For a FreeBSD backend: To draw up a design document describing how the afio::async_file_io_dispatcher_base interface should be implemented using a combination of the POSIX AIO API and the kqueue EVFILT_AIO event watcher via which completions of asynchronous file operations are notified back to AFIO. As the POSIX AIO API only covers reading and writing, it will almost certainly subclass afio::async_file_io_dispatcher_compat.

For a Mac OS X backend: OS X lacks the kqueue EVFILT_AIO interface, and therefore requires POSIX AIO clients to be notified of completions via signals. This probably makes a native backend for OS X technically infeasible, but feel free to submit a proposal proving me wrong!

For a WinRT backend: To draw up a design document describing how the afio::async_file_io_dispatcher_base interface should be implemented using the WinRT API. WinRT provides a rich suite of fully asynchronous file i/o APIs (see Windows.Storage), and when combined with the experimental C++ 17 resumable functions support in Visual Studio 2015 it should make the implementation of this backend quite straightforward.

  1. To implement one of the above designs.
  1. To write unit, functional and performance regression testing for all of the above, including exception safety testing and multi threaded testing, to a 100% code coverage level (excluding fatal abort handling code).
  1. To write documentation to Boost quality levels for the new backend, including benchmarking the new backend against the compatibility backend under cold, warm and semi-warm file cache conditions on magnetic and solid state storage devices.

Potential project extension funded by Boost

  1. Fast, scalable portable directory contents change monitoring.
  1. Extended attributes support.
  1. ACL support.
  1. A Filesystem TS and iostreams wrapper for AFIO.

Programming competency test

Using Boost.ASIO (not AFIO!), write a program which registers a Linux KAIO, FreeBSD POSIX AIO + kqueues or WinRT asynchronous file i/o operation with ASIO (either a file read or a file write). ASIO should invoke a handler which prints to stdout "Hello file i/o completion" when the asynchronous file i/o operation completes.

Submission of the programming test should be via copying and pasting what you wrote into the end of the proposal you submit to Google Melange.

3. Boost Documant Library development

Potential mentors: Antony Polukhin

Background

Document Library is meant for integration with spreadsheet applications Excel/LibreOfficeCalc/OpenOfficeCalc and other office programs.
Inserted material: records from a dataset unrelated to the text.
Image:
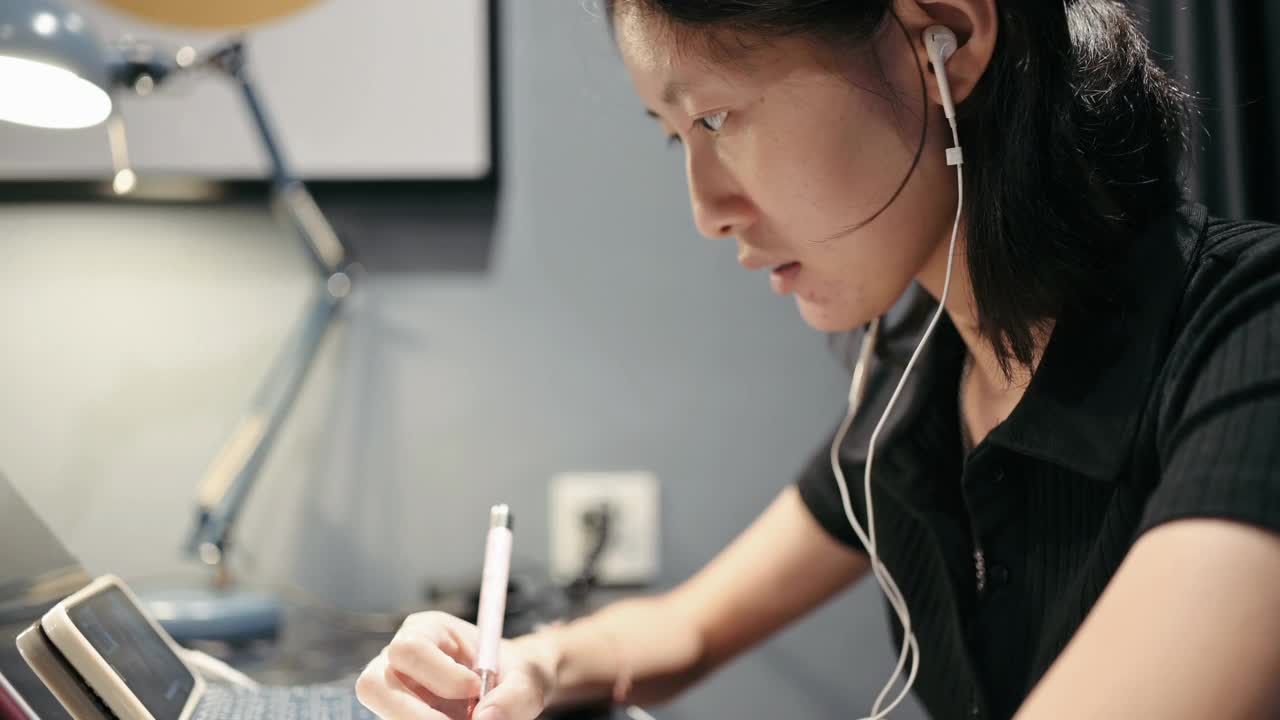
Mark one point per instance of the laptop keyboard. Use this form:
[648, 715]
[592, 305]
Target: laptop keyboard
[312, 702]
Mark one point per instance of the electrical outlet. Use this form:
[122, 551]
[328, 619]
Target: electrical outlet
[631, 555]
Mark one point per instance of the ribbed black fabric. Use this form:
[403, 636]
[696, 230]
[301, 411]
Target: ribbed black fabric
[1166, 408]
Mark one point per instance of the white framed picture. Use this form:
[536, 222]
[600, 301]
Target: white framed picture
[355, 89]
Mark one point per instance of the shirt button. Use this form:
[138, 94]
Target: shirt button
[999, 575]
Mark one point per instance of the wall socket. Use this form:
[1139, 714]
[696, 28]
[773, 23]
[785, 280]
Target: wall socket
[631, 555]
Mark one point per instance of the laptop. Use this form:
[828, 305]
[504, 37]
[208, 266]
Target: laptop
[37, 573]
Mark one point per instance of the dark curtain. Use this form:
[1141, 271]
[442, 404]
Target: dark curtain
[1228, 54]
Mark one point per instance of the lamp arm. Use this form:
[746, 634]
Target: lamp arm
[228, 481]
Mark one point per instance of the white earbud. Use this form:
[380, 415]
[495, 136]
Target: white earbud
[940, 42]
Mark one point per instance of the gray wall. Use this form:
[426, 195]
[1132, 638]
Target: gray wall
[607, 336]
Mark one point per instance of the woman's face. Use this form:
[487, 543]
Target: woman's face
[789, 146]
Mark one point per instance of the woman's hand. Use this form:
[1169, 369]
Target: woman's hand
[426, 674]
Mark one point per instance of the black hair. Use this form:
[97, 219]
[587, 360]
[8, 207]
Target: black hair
[1074, 142]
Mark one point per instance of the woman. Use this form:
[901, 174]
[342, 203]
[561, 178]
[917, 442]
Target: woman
[1077, 490]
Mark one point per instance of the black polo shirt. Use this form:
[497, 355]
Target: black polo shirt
[1166, 408]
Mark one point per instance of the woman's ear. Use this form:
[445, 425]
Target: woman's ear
[976, 24]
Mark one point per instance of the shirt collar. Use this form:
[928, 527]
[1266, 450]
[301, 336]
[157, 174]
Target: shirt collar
[1086, 399]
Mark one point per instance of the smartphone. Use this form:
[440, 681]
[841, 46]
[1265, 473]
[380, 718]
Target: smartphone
[123, 654]
[59, 677]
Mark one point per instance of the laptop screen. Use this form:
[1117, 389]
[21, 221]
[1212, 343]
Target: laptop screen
[36, 572]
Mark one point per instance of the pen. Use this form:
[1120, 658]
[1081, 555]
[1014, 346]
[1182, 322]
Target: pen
[493, 595]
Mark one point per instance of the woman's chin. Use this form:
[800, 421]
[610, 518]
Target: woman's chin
[828, 319]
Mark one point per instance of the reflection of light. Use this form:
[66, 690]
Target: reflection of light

Main idea is to unify APIs of different Office suits and provide a clear header only library that is capable of doing simple tasks with office documents (creation, pdf exporting, file format changes, data extraction and cells manipulations). Such library is essential for banking software, CRMs and many other programs.

GSoC project proposal

Start development of a new Boost library called Boost.Document Library.

This project requires a good C++ knowledge, generic programming. Experience with Office's API would be an advantage.

Implement a generic wrapper around one of the existing Office suits. Wrapper must have the following methods:

struct format {
    enum type {
        PDF,
    };
};

void open(const filesystem::path& path); // opens a document
void export(const filesystem::path& filename, format::type format = format::PDF); // exports a document in specified format

export function must be able to export in PDF format at least. Other formats support is welcomed. Prototypes that are able to work with different Office suits will be highly appreciated.

Prototype must be submitted with unit tests and build notes.

Submission of the programming test should be via copying and pasting the parts you wrote into the end of the proposal you submit to Google Melange.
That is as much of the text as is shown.